Twins. Willoughby almost lit up fire at those incendiary words. Twins. Not his ones of course but still …. He grabbed onto his last gram of patience, realizing that if she knew where the coin was – or even could find it. He wouldn’t have any trouble taking it from her none at all, for as slight as she was. This was an opportunity he couldn’t pass up.
“I can help,” he offered in what he thought passed for a helpful offer.
“It’s under here somewhere. I think.”
Zeus almighty. A gold coin. It better be here, that was all he could think of. Make his day, that was for sure, and it would be something more to score over his old buddy, Ted. “Well, let’s get at it,” he said and reached for what had been a silver coffee pot and bent over to move ash and charcoalized debris to the side.
On the other side of the room, he saw her doing the same, kneeling, scraping away using what his ma referred to as a butter knife.
He swore as he dug and tossed junk to the side. He wouldn’t have started the fire had he known something of value was here. No, he would have rescued it first and then poured the gas on and lit the flame.

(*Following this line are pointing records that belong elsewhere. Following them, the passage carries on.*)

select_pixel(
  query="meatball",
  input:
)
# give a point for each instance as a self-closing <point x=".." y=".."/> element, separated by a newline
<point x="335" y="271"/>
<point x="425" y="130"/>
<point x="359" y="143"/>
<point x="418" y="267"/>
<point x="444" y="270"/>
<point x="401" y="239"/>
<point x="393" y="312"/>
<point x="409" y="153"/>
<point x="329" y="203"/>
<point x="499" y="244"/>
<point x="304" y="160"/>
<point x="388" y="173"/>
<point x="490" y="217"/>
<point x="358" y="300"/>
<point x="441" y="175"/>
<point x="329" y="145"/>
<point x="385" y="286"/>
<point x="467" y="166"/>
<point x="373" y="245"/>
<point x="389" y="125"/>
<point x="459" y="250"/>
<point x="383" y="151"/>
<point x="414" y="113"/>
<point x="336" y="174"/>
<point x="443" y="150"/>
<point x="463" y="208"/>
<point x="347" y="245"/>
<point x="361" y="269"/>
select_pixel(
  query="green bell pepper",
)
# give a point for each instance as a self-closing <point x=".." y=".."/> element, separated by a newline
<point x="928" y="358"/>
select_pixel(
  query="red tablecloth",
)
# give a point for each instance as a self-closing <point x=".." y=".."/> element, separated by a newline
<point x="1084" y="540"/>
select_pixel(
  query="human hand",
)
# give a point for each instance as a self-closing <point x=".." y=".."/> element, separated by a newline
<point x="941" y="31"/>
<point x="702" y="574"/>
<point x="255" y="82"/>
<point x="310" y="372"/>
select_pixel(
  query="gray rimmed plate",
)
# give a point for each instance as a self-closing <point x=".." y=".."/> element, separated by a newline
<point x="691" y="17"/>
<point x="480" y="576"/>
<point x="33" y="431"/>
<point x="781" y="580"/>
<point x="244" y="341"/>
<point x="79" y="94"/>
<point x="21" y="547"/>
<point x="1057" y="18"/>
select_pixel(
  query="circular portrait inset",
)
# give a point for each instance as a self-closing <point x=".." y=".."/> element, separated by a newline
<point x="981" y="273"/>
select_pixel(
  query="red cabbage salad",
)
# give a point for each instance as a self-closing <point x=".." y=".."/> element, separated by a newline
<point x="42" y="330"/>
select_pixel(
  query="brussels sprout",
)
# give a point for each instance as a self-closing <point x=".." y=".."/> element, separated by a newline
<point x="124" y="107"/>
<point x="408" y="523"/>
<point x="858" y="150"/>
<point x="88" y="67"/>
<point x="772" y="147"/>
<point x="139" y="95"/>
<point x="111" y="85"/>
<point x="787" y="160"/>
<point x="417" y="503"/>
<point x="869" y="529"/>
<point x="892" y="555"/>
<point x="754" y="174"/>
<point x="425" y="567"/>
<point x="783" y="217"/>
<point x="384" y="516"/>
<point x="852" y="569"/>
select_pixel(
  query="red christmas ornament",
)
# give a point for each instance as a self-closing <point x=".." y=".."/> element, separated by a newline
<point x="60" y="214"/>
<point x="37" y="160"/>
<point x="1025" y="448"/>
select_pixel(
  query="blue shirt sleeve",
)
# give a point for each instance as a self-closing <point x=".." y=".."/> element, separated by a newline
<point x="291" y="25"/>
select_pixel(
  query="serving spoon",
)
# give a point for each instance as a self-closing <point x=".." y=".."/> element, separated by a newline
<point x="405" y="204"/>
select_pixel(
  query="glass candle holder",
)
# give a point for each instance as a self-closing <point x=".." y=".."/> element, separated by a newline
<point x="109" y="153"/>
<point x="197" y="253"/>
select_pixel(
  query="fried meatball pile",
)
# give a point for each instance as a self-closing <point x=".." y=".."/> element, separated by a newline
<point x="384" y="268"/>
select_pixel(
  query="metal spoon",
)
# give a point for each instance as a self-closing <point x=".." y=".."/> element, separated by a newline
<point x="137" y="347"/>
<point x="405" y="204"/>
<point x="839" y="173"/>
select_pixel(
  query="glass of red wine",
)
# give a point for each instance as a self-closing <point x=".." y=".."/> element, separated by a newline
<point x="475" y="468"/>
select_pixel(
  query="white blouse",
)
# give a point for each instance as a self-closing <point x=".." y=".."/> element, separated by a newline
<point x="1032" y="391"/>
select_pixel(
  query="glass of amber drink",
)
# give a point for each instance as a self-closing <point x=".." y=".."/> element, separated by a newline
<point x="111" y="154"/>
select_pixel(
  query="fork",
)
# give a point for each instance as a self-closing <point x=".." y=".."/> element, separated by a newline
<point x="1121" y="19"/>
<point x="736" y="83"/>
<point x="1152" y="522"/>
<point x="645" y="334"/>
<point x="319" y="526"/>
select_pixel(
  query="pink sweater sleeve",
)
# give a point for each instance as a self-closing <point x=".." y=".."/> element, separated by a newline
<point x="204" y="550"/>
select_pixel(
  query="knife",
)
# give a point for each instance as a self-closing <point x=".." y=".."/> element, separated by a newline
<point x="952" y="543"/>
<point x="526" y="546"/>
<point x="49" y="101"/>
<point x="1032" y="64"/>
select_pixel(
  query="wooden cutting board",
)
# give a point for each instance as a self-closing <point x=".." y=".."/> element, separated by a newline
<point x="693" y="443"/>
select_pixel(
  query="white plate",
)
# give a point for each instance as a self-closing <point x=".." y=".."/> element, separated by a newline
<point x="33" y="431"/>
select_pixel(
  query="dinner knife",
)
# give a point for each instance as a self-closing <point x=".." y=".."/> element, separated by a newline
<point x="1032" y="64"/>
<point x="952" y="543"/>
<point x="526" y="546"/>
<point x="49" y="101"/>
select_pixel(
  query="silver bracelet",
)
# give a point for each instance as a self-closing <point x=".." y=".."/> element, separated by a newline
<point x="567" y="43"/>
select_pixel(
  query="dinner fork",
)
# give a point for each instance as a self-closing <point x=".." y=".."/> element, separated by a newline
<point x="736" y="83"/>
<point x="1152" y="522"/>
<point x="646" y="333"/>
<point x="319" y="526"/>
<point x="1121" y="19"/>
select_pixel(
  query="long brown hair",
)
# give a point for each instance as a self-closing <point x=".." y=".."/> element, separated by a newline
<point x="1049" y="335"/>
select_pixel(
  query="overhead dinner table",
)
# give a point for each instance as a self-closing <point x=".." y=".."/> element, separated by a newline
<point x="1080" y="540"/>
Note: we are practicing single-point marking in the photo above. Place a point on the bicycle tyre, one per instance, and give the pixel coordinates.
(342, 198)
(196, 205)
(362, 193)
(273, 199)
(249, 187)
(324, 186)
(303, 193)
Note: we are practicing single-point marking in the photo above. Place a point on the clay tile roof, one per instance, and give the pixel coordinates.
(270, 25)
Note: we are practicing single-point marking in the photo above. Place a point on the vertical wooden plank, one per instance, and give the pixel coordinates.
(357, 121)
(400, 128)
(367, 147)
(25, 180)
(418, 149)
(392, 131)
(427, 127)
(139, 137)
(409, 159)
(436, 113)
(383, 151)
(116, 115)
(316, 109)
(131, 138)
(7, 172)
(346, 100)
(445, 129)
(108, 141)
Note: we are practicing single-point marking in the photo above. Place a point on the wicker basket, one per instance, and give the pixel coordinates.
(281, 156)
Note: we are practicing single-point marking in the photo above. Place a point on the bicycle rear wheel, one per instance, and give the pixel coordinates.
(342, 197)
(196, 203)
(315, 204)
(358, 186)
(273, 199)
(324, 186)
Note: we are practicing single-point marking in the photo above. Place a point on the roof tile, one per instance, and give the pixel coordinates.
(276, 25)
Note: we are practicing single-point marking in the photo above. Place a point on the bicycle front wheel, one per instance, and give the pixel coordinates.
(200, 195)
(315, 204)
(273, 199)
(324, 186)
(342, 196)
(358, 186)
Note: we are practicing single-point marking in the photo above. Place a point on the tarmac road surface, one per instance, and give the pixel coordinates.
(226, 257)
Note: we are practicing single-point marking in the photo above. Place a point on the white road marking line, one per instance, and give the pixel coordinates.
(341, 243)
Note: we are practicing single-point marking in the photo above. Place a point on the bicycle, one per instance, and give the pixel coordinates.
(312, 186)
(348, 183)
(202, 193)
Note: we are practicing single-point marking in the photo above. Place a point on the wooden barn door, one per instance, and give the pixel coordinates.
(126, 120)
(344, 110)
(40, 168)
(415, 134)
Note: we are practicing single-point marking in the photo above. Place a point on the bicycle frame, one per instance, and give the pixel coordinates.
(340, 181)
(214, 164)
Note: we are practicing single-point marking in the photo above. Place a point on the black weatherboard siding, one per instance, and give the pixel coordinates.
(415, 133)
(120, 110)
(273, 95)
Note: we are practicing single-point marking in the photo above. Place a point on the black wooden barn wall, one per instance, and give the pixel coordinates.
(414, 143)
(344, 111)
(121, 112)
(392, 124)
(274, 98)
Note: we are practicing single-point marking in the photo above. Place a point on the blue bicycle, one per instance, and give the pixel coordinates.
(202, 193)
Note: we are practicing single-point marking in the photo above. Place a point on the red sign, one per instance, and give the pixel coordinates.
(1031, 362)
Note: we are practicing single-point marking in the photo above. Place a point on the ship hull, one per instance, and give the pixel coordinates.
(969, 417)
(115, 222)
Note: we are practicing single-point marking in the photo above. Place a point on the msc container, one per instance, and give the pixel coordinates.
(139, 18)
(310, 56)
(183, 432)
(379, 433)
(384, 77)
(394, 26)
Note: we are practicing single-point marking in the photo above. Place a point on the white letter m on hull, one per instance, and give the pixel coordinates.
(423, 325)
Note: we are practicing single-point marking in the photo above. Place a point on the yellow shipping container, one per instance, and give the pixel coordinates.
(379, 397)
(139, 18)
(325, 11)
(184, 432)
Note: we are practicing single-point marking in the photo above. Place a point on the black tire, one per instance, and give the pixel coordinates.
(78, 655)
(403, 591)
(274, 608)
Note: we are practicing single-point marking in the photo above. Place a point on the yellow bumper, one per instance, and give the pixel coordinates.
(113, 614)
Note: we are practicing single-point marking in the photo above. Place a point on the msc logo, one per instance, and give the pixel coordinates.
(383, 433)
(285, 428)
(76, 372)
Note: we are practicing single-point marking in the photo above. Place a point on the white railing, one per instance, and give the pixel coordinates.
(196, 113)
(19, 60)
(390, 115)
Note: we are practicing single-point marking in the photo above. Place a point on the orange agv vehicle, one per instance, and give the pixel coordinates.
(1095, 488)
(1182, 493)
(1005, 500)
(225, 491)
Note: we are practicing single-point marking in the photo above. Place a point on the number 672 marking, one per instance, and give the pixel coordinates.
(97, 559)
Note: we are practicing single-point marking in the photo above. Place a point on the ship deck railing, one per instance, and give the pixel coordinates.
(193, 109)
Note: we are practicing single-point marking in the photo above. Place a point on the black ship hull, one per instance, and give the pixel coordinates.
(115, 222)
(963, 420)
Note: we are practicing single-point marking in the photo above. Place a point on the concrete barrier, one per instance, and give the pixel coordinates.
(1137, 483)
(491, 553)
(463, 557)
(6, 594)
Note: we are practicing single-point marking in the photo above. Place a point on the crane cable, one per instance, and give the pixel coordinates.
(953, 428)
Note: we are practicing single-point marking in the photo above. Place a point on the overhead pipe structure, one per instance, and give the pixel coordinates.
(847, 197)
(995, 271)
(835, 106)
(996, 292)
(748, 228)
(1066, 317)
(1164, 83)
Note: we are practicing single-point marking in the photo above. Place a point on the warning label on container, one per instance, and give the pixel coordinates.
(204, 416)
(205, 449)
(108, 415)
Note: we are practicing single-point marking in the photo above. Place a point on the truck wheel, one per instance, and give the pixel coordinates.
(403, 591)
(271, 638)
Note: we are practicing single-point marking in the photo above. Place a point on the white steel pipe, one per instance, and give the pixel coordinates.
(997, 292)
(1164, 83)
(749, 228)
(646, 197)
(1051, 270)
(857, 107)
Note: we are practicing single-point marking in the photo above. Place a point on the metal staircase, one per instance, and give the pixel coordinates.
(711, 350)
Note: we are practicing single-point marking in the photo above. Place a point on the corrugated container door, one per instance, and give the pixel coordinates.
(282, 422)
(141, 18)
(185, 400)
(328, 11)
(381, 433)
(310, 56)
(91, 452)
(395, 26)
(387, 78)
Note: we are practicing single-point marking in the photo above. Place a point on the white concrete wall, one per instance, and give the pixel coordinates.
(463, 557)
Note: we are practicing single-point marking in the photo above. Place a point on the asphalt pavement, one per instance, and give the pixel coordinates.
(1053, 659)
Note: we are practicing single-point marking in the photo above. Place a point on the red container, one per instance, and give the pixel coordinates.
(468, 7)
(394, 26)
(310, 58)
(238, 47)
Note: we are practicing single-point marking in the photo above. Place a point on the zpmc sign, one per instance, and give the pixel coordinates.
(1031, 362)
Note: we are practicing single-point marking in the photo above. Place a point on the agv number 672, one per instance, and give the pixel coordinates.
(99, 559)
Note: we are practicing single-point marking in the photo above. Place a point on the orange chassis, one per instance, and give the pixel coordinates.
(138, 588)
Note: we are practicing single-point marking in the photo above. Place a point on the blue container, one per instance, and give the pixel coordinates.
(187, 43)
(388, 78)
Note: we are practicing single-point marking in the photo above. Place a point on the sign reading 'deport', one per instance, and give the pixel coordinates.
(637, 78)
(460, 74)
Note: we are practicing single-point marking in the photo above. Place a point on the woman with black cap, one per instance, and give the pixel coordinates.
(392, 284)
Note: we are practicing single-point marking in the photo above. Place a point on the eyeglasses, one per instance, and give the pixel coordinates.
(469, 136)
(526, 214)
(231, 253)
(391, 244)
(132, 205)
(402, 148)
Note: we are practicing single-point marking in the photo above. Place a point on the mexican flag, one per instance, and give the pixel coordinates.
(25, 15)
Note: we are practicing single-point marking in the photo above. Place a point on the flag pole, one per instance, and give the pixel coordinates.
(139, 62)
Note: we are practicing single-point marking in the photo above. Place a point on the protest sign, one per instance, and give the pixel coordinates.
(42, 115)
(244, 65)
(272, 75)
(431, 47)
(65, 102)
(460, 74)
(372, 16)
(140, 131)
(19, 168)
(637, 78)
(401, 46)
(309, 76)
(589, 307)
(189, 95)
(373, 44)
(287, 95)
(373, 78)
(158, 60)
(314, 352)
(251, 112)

An hour passed. Two. Three before he sat back on his heels and started swearing under his breath, startling the young woman who gazed at him with huge eyes and smudges of dirt covering her sleeves and that wimple thing.
“This is useless,” he barked. “Absolutely barking useless. Is this one of Ted’s games he set you on?”
“Set me on? I do not understand you.”
“Look lady, I don’t like it when people play games with me. And I think you’re playing one with me now.”
A shadow swooped over him, a dark shadow with wide stretched wings and an unearthly voice shrilled “Who Cooks for You!”